Interesting question Jackson.

Our stuff here has all been standalone - so we've really only cared about the servlet class/instance and the alias it was mounted on.

I'd guess there are some standard web container semantics for how getServletName should derive it's name - don't recall any specifics in the OSGi HttpService spec, otherwise I think we'd have implemented them already. Shouldn't be hard to do though if it is based on a well known Dictionary property mapping. The only thing would be how to keep this approach "standard" for other OSGi implementations of the service. I'd guess that would need amendment to the standard so everyone followed the same model

- Rob

On 21/04/2010 4:10 PM, Jackson, Bruce wrote:
There are some third party frameworks (in my case, I'm using Echo 3) that use 
this value for tracking of application instances. If it can't be set, all 
Echo-based apps will interfere with one another.
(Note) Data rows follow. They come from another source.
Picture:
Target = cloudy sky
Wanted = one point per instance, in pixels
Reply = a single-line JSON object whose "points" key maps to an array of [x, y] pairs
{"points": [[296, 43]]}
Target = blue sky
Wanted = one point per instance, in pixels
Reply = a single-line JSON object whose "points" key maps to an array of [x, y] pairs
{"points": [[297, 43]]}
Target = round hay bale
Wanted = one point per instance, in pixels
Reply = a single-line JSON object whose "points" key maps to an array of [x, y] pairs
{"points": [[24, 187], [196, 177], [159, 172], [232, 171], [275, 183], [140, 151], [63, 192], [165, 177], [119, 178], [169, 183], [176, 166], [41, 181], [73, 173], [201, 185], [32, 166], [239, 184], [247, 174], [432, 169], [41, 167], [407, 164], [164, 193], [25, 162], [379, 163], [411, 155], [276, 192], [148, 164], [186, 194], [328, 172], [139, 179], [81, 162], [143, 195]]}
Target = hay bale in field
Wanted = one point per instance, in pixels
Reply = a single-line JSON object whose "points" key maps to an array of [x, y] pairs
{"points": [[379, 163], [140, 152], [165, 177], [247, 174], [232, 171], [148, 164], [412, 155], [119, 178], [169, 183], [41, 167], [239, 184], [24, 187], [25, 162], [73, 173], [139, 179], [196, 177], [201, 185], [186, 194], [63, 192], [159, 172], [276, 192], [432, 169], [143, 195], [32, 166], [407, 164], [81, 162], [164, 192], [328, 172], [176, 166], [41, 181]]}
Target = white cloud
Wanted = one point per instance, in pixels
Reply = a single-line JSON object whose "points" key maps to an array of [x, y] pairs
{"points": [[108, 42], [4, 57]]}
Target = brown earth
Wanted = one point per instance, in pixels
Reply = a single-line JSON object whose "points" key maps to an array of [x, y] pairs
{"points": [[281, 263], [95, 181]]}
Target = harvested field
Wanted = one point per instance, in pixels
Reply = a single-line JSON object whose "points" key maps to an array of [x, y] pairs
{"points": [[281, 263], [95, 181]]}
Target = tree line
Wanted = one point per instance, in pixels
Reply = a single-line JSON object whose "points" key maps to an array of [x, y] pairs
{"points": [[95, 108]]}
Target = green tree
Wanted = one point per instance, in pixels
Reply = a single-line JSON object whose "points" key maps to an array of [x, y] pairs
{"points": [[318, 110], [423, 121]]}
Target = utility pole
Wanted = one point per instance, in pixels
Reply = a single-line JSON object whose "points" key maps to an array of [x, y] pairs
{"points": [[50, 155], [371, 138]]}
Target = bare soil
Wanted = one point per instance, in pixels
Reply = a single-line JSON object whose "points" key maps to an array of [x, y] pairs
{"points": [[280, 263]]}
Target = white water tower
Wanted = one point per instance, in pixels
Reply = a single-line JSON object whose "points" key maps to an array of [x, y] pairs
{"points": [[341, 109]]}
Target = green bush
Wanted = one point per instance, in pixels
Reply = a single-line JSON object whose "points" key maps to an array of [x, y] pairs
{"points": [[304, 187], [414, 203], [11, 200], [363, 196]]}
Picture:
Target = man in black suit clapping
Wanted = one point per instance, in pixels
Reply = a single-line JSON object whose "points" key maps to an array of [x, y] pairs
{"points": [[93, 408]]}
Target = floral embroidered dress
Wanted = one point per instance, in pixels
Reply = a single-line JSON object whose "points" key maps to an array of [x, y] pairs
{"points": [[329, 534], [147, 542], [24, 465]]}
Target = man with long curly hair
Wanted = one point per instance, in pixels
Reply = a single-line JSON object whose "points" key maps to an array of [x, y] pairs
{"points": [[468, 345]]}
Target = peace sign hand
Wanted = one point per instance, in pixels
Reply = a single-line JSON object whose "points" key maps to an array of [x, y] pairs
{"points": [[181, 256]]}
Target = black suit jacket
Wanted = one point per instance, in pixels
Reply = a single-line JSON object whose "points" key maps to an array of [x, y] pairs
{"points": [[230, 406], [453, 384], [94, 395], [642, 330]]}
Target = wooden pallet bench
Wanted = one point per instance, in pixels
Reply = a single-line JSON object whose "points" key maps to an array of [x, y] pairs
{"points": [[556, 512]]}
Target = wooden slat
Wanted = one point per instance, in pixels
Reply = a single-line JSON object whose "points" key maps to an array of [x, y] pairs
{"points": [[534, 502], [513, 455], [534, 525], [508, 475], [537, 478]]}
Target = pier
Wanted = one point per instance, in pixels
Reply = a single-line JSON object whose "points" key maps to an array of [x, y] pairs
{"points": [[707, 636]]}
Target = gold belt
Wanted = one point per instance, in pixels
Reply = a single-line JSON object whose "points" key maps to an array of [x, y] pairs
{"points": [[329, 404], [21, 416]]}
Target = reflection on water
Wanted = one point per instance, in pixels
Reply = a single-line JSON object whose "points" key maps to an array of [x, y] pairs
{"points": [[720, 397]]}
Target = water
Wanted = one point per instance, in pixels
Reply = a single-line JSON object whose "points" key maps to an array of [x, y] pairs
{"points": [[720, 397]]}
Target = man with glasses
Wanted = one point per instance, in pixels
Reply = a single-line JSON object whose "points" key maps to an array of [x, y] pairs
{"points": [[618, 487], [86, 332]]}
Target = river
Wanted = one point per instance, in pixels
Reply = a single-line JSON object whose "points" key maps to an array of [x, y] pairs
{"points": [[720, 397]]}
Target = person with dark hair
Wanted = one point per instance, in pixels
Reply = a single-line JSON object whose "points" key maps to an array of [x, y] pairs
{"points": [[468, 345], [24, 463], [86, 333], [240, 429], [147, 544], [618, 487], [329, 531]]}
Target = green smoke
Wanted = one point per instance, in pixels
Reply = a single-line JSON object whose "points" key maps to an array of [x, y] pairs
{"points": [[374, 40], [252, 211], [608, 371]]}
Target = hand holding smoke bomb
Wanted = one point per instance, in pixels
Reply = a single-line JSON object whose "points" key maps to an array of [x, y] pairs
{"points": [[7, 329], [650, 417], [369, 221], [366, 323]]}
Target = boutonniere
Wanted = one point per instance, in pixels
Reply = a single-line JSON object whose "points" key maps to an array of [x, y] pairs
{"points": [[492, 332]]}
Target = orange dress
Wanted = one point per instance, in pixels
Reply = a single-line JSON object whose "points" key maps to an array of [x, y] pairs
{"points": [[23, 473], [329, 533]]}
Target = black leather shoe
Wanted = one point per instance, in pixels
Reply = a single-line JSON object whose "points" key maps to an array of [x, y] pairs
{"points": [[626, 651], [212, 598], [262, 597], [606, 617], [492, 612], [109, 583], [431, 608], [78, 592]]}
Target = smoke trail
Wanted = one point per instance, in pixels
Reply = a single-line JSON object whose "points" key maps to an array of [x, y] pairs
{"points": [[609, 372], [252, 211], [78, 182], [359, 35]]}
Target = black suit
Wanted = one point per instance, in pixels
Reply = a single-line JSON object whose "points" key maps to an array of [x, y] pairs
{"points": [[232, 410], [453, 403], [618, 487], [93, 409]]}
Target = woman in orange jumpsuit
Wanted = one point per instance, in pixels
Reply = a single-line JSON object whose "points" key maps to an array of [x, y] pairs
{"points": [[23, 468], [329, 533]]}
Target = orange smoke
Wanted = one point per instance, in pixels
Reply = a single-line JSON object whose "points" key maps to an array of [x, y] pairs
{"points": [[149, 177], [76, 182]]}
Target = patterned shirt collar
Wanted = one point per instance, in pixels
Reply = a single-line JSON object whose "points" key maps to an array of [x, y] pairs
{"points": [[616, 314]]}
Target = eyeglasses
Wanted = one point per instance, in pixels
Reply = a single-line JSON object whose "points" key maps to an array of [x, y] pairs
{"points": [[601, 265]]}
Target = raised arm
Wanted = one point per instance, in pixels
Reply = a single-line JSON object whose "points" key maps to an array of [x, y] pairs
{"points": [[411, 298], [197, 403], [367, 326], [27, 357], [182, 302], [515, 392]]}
 From the spec, it looks like the Dictionary passed into registerServlet() 
should be used to create the ServletContext object, which in turn has a 
getServletName method. Thus, I assumed there was some item in the Dictionary 
that was used for this purpose.

----- Reply message -----
From: "Sahoo"<sa...@sun.com>
Date: Tue, Apr 20, 2010 23:31
Subject: Http service and servlet name
To: "dev@felix.apache.org"<dev@felix.apache.org>

I don't think there is any such mapping defined. It's an implementation
detail. Where do you see the need for this mapping from a user's point
of view?

Thanks,
Sahoo

Jackson, Bruce wrote:
Does anyone happen to know: what is the equivalent to the<servlet-name>
tags in the web.xml for programmatically using the OSGi http service?

Do I put these into the Dictionary object passed into the registerServlet()
method, and if so, what is the key entry for the Dictionary?